The AI makes the changes and runs the test suite, iterating until everything passes.
Building a review workflow
Pre-commit review
Before committing any AI-generated code, review it yourself. Even if you approved each change individually, look at the full diff to make sure the pieces fit together:
git diff --staged
Check that:
- The overall approach makes sense
- No unnecessary files were changed
- The code style matches your project
- Tests were added for new functionality
Branch-based review
Run AI code review on a feature branch before merging:
- Create a branch for your feature
- Let the AI implement the feature
- Ask the AI to review its own work
- Review the full diff yourself
- Run the test suite
- Merge only when you’re satisfied
Parallel review sessions
For large PRs or complex changes, you can run multiple review passes:
- One session focused on security
- One session focused on performance
- One session focused on test coverage
Each session examines the same code from a different angle. Running these in parallel saves time compared to doing them sequentially.
If you’re running multiple review sessions at once, Crystl helps by organizing each session in its own shard within the project’s gem.

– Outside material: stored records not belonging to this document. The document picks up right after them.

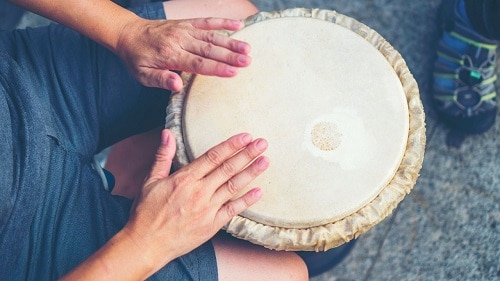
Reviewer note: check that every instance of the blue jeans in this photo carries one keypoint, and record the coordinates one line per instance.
(63, 98)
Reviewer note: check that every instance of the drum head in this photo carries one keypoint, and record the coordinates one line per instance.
(331, 106)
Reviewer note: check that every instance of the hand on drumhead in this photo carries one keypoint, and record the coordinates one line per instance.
(153, 50)
(188, 207)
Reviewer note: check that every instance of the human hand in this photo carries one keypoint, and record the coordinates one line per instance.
(177, 213)
(154, 49)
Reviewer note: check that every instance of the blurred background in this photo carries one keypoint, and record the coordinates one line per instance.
(447, 227)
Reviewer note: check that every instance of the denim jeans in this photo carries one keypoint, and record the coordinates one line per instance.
(64, 98)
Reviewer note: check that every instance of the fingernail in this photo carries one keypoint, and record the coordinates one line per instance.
(243, 48)
(232, 70)
(263, 163)
(243, 59)
(261, 144)
(246, 139)
(164, 137)
(257, 192)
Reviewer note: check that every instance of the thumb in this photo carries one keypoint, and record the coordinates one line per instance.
(164, 78)
(164, 157)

You can see all review sessions at a glance and switch between them from the Crystal Rail.
What AI review catches (and misses)
Good at catching
- Syntax and type errors — Especially across file boundaries
- Missing error handling — Unchecked returns, unhandled promises, missing try/catch
- Inconsistencies — Naming conventions, code style, patterns that differ from the rest of the codebase
- Common security issues — SQL injection, XSS, hardcoded secrets, insecure defaults
- Dead code — Unused variables, unreachable branches, orphaned functions
Less good at catching
- Business logic errors — The AI doesn’t know your business rules unless you tell it
- Architectural concerns — Whether a feature belongs in this service or another
- Performance at scale — The AI doesn’t know your traffic patterns
- UX implications — Code changes that affect user experience in subtle ways
Tips for effective AI review
- Be specific about what to look for. “Review for security issues” is better than “review this code.”

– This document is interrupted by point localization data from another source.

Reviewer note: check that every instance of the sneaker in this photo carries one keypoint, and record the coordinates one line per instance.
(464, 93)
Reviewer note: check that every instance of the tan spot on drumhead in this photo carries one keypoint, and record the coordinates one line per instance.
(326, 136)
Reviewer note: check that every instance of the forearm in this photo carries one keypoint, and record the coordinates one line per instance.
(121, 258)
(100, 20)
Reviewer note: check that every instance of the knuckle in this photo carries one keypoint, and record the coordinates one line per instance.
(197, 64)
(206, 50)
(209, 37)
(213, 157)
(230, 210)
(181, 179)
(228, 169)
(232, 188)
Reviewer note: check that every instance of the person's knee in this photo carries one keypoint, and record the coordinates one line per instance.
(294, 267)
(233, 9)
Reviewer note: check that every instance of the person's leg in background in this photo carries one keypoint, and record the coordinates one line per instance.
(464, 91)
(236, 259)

- Provide context. Tell the AI about your deployment environment, user base, or compliance requirements if relevant.
- Don’t skip human review. AI review is a supplement, not a replacement. Use it to catch the easy stuff so human reviewers can focus on the hard stuff.
- Review the AI’s review. Sometimes the AI flags things that aren’t actually problems. Apply judgment.
- Keep history. Being able to go back and see what the AI flagged (and what you decided) is valuable context. Tools like Crystl preserve full session history automatically.